Sunday, March 19, 2017

Ombre Strawberry Shortcake - Sunday Times feature

Presenting my feature article in the The Sunday Times Life Section =D

As said in my blog, I have been baking genoise sponge layer cakes for 3 years now and created colour variations such as rainbow and ombre as well as different flavours like vanilla, lychee, mango and rose, in varied number of layers and sizes. To see the past cakes I've done, just scroll through the pages :)

The genoise sponge uses just 5 basic ingredients, flour, sugar, butter, eggs and milk without the use of any chemicals or additives. It's amazing how through the technique itself, these simple ingredients can create a cake with moist and tender texture.

For the filling and frosting, I use chantilly cream, which is whipping cream with mascarpone cheese and icing sugar (which can be adjusted for sweetness level). The cream is once again very light and slightly creamy and when paired with genoise sponge, makes the cake really delectable.

The cake received positive feedback from friends and family members who commented that it's tender, moist and not too sweet. Even young kids, elderly and folks who don't eat cream cakes enjoyed it :)

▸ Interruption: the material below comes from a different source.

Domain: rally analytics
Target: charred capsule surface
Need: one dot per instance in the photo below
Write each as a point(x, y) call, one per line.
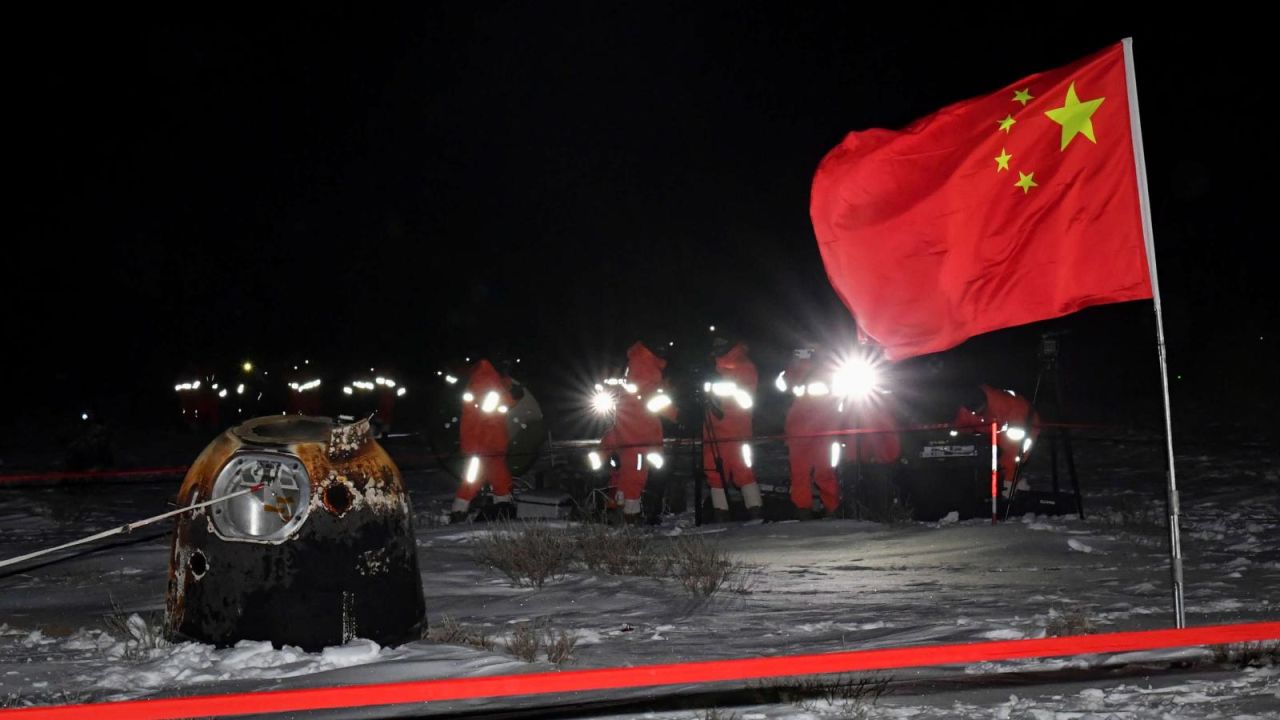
point(310, 542)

Baking this cake is not difficult, just tedious. Because each layer is prepared and baked individually i.e. prep ingredients for 1 layer, send into oven and bake, then the next layer and the next, depending on the number of colour layers desired. Basically, it's tedious because of the colour.

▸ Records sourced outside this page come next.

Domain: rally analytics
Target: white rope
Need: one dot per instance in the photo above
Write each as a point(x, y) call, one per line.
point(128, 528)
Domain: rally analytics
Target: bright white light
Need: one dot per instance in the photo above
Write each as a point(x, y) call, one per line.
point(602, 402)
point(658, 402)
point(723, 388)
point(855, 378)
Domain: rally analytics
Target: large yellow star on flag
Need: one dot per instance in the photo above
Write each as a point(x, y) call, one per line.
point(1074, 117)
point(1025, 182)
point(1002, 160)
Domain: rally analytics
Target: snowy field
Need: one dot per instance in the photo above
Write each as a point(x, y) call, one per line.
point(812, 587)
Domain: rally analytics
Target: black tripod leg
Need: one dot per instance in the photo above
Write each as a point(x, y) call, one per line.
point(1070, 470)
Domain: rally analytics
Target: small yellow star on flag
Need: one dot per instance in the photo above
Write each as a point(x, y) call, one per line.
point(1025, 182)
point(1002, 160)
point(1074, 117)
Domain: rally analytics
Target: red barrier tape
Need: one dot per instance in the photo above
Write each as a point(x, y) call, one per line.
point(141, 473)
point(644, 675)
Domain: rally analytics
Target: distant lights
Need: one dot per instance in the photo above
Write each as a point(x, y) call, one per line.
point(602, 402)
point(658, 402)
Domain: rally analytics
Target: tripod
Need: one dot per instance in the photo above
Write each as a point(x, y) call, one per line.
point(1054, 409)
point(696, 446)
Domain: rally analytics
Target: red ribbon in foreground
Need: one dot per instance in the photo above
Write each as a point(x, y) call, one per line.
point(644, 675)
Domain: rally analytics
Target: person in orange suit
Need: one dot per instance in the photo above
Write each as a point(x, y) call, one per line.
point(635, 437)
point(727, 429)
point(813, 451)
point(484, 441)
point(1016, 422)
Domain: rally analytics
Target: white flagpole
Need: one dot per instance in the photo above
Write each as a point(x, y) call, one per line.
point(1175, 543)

For me, I always believe in using quality ingredients for my bakes, and they DO AFFECT how the cake turns out. Well, my personal opinion and belief :) I'm not endorsing the brands below nor do I receive any royalty or advertising fee ok! If there are advertisers who wish to approach me, I can consider lah, but the product must be of certain standard :)

For this cake, I use the Japanese Nissen Violet cake flour which has a more refined texture. This brand can be found in Japanese supermarkets like Isetan and Meidi-ya, and Japanese grocery shops like Jmart. Some bigger Cold Storage or NTUC Finest carry it as well. When I go to Japan, I would lug back the Cuoca housebrand or Hokkaido flour (yes, I buy flour when I travel LOL :p) It's cheaper to buy in Japan, quite ex in SG!

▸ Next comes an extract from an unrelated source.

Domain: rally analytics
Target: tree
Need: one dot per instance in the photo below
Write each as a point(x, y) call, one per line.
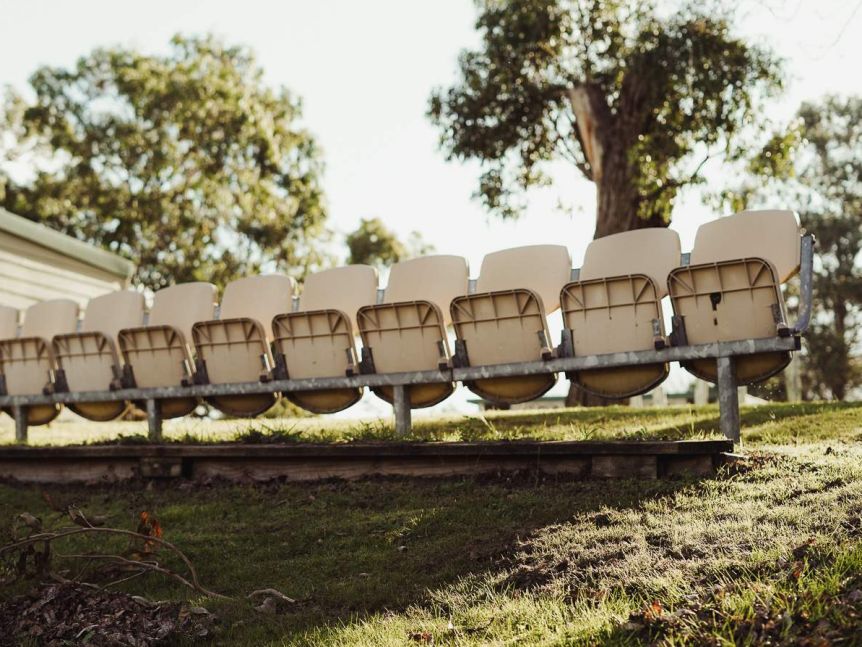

Sugar, I prefer using Japanese Jyohakuto sugar which once again has a more refined and soft texture. Likewise the Japanese supermarkets, grocery stalls and bigger local supermarkets should carry it. Likewise I will stock up some sugar when I go Japan, coz it's really cheaper there!

Unsalted butter, it's usually President or Elle & Vire (once in a while SCS, but prefer not as it's more yellowish and not quite suitable).

For fresh milk, if I can get hold of Hokkaido milk I would use it, otherwise Meiji milk.

For whipping cream, most brands work fine, but I only use dairy whipping cream, not non-dairy, not ready-made ones.

For  mascarpone cheese, there are only a few brands available so any works fine.

Anyways, I've baked this cake many times before, but this decor which is inspired by the Japanese patisseries and bakers is something new. This cake is 6" 3 layers, but likewise can be custom-made to preferred size, layers and colours.

One important note though, as this cake is very light and delicate, it has to be chilled and best enjoyed slightly chilled (i.e. out from the fridge about 5-10 mins). The cake cannot be left at room temperature for more than 30 mins or it will risk collapsing.